Los objetivos terapéuticos en el anciano con diabetes dependen de varios factores, entre los que se encuentran el grado funcional del paciente, el estado cognitivo, la expectativa de vida, la duración de la diabetes, los antecedentes de enfermedad cardiovascular y la historia de hipoglucemias severas. Siguiendo las recomendaciones de la Sociedad Americana de Diabetes de 201311, los ancianos con diabetes que presenten un adecuado estado funcional y cognitivo con una larga expectativa de vida que les permita obtener los beneficios de un tratamiento intensivo de la diabetes a largo plazo pueden ser tratados con unos objetivos terapéuticos similares a los que se persiguen en el adulto joven con diabetes, evitando siempre el desarrollo de hipoglucemias (tabla 3).

 

DIABETES EN EL ANCIANO CON ENFERMEDAD RENAL

 

La diabetes es la principal causa de ERC en los países desarrollados. Además, en el individuo con diabetes, la ERC incrementa de forma notable la morbimortalidad cardiovascular y constituye la principal causa de tratamiento sustitutivo renal. Dada la alta prevalencia de ERC y DM en la población anciana, no es de extrañar que el porcentaje de individuos ancianos con ambos procesos sea también elevado. La prevalencia de ERC según criterios K/DOQI14 en los individuos (edad media, 67,9 ± 13 años) con DM tipo 2 controlados en Atención Primaria en nuestro país fue del 34,6 %20.

Hoy día no existen estudios aleatorizados específicamente diseñados para pacientes ancianos con ERC y DM, por lo que debemos aplicar las conclusiones obtenidas en población adulta (tabla 4).
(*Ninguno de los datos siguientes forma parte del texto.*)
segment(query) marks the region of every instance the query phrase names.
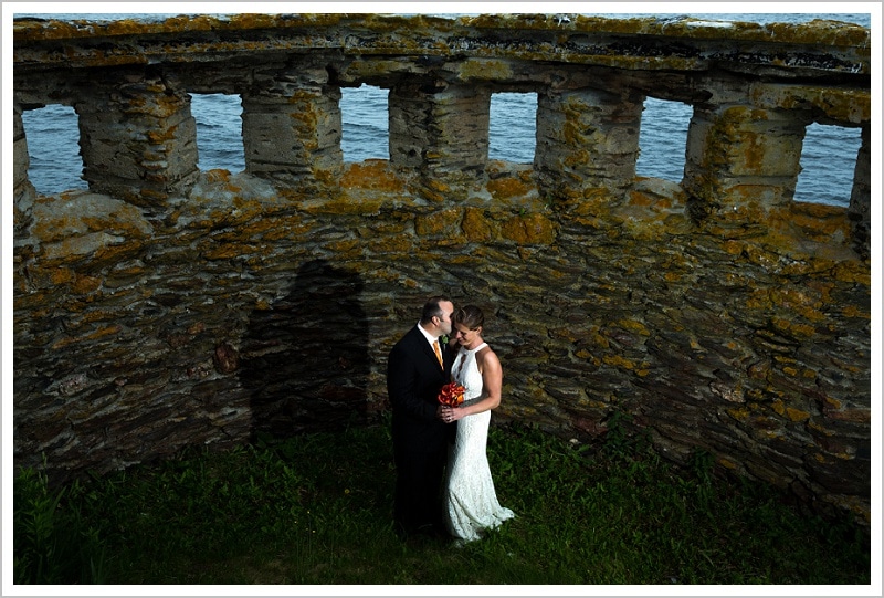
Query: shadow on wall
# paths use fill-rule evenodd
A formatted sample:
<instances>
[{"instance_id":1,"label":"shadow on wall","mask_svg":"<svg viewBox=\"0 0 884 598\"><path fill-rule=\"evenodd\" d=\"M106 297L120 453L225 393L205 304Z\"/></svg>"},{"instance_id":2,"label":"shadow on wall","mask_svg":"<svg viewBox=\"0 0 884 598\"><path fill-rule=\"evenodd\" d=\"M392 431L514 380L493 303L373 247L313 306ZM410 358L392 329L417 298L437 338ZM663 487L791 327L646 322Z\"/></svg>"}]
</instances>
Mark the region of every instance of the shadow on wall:
<instances>
[{"instance_id":1,"label":"shadow on wall","mask_svg":"<svg viewBox=\"0 0 884 598\"><path fill-rule=\"evenodd\" d=\"M252 440L335 430L366 419L368 322L359 274L305 263L291 293L255 310L241 343L240 379L251 394Z\"/></svg>"}]
</instances>

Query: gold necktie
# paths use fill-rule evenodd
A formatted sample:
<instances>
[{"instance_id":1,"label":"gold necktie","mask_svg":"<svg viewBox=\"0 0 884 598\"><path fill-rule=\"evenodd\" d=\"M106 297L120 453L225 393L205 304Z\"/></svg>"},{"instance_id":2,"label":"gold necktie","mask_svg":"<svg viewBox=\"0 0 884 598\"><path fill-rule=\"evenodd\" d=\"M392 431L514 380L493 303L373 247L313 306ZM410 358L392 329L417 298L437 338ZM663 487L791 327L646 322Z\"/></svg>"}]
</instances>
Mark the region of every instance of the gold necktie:
<instances>
[{"instance_id":1,"label":"gold necktie","mask_svg":"<svg viewBox=\"0 0 884 598\"><path fill-rule=\"evenodd\" d=\"M442 352L439 350L439 340L433 340L433 350L435 352L435 358L439 359L439 365L445 367L444 364L442 364Z\"/></svg>"}]
</instances>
El beneficio del control glucémico en el anciano con DM y ERC sería mayor en aquellos pacientes con DM de reciente diagnóstico, pacientes más jóvenes, con mayor expectativa de vida, menor afectación de la función renal y menor comorbilidad. Por el contrario, dicho beneficio sería menor en los ancianos frágiles con múltiples comorbilidades, alto riesgo de hipoglucemia y de caídas, y reducida esperanza de vida o pacientes geriátricos. Por ello, los objetivos de control glucémico deberían adaptarse al tipo de anciano con enfermedad renal, evitando en todo momento las complicaciones agudas (hipoglucemias y descompensación hiperglucémica hiperosmolar o cetoacidosis) de la DM.

La estrategia terapéutica de la DM en el paciente anciano con ERC debe ser individualizada en función del objetivo de control glucémico previamente establecido y acordado con él, los familiares y/o los cuidadores. Correspondería al médico de Atención Primaria valorar la progresión de la enfermedad renal en el anciano para decidir si lo remite o no al especialista en Nefrología. Por otro lado, los otros factores de riesgo cardiovascular (hipertensión arterial, hiperlipemia, ERC, etc.) deberían ser abordados de forma integral e individualizada siguiendo las recomendaciones de las principales guías clínicas9,21,22.

 

FÁRMACOS ORALES

 

La terapia farmacológica de la hiperglucemia en el anciano con DM y ERC debería ser individualizada utilizando fármacos asociados al menor riesgo posible de hipoglucemia, para lo cual es necesario disminuir la dosis de algunos o evitar otros23-26. El tratamiento con antidiabéticos orales en fases iniciales (estadios 1 y 2) de la ERC es relativamente seguro. Sin embargo, en estadios avanzados (estadios 4 y 5) frecuentemente observados en población anciana, el riesgo de hipoglucemia se va incrementado.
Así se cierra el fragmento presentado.